Jahrelang hat Karl May behauptet, er selbst sei Old Shatterhand: unbesiegbarer Abenteurer, bärenstarker Fährtenleser und Winnetous Blutsbruder. Hunderttausende Leser glauben ihm, obwohl er Sachsen praktisch nie verlassen hat. 1899 aber bricht er zum ersten Mal wirklich in den Orient auf.
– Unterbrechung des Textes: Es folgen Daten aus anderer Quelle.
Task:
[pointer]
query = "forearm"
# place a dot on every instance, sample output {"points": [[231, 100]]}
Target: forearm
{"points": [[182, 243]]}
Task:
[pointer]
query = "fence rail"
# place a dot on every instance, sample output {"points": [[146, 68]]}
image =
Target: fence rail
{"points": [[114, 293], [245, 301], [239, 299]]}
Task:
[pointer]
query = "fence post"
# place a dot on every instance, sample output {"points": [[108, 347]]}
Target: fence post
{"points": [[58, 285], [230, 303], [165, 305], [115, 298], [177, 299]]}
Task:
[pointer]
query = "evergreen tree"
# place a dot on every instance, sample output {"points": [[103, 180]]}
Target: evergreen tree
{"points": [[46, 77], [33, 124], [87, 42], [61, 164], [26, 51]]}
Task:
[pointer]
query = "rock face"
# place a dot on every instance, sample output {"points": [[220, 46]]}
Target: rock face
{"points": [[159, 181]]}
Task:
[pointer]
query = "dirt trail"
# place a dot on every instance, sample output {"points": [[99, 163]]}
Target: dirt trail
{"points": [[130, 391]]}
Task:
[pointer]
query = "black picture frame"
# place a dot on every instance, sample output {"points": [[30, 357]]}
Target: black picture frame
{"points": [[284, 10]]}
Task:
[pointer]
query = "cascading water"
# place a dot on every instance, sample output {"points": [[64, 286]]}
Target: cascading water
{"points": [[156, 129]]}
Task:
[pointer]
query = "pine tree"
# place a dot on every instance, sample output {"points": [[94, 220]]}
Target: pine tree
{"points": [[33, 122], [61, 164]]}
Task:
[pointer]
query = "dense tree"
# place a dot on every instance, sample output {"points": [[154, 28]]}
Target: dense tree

Monatelang reist Karl - der angeblich 800 Sprachen spricht, alle Kontinente durchstreift hat und Gegner mit einem Fausthieb niederstreckt - mit dem Reiseführer in der Hand durch den Orient. Doch alles ist ihm eine Enttäuschung. Die Länder, die Sehenswürdigkeiten und am allermeisten der Mann, den auch er für Old Shatterhand gehalten hat: er selbst. Dann aber blasen die Zeitungen daheim zur Jagd auf ihn, und unterwegs muss Karl May plötzlich ein noch größerer Held werden als der, den er immer gegeben hat. Denn vielleicht kann er so noch seinen Ruf retten. Oder zumindest die Welt. Die Geschichte von Karl Mays Orientreise 1899 beruht auf Tatsachen. Und auf alternativen Tatsachen. Und auf Tatsachen, die auf jeden Fall wahrer sind als alles, was Karl May selbst je behauptet hat.
Rezensionsnotiz zu
Süddeutsche Zeitung, 11.02.2019
Harald Eggebrecht schätzt an Philipp Schwenkes Karl-May-Roman die Fairness und latente Bewunderung des Autors seinem Helden gegenüber. Weniger als biografischen Roman liest Eggebrecht das Buch, denn als Spurensuche der Faszination für den großen sächsischen Fantasten. Staunend in der Haltung, nie verratend, erzählt der Autor laut Rezensent von Mays einziger und dazu missglückter Orientreise 1899 und seiner Ehekrise und deckt die tragische wie komische Größe seines Helden auf unterhaltsame und humorvolle Weise auf. Einzig die Ehepassagen erscheinen Eggebrecht allzu bemüht.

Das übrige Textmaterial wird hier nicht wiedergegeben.